The disruptions add to supply worries around the world. Venezuela's production has collapsed due to a lack of investment and Iranian exports have suffered due to US sanctions. 

OPEC has little capacity to fill the gap as demand for oil quickens. 

Benchmark Brent oil futures rose by 96 cents, or 1.2%, to $79.03 a barrel this morning, after earlier hitting an intraday high of $79.29. Brent gained 1.2 percent yesterday. 

US light crude futures CLc1 were up 38 cents, or 0.5%, at $74.23. 

Mounting supply concerns could push Brent above $85 per barrel, analysts said. 
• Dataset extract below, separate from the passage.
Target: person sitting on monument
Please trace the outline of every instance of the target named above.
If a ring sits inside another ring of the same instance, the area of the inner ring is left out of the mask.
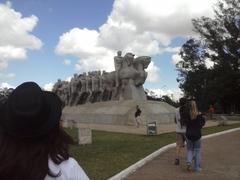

Hundreds of workers on Norwegian offshore oil and gas rigs went on strike today after rejecting a proposed wage deal, leading to the shutdown of one Shell-operated oilfield. 

That potentially adds to disruptions in other oil producers amid tensions in the Middle East. 

Libya's national oil production fell to 527,000 barrels per day from a high of 1.28 million bpd in February following recent oil port closures, National Oil Corp said earlier this week. 

The US says it wants to reduce oil exports from Iran, the world's fifth-biggest producer, to zero by November, which would oblige other big producers to pump more.

Saudi Arabia, fellow members of the Organisation of the Petroleum Exporting Countries and allies including Russia agreed last month to increase output to dampen price gains and offset global production losses. 

The market has grown concerned that if the Saudis offset the losses from Iran, that will use up global spare capacity and leave markets more vulnerable to further or unexpected production declines.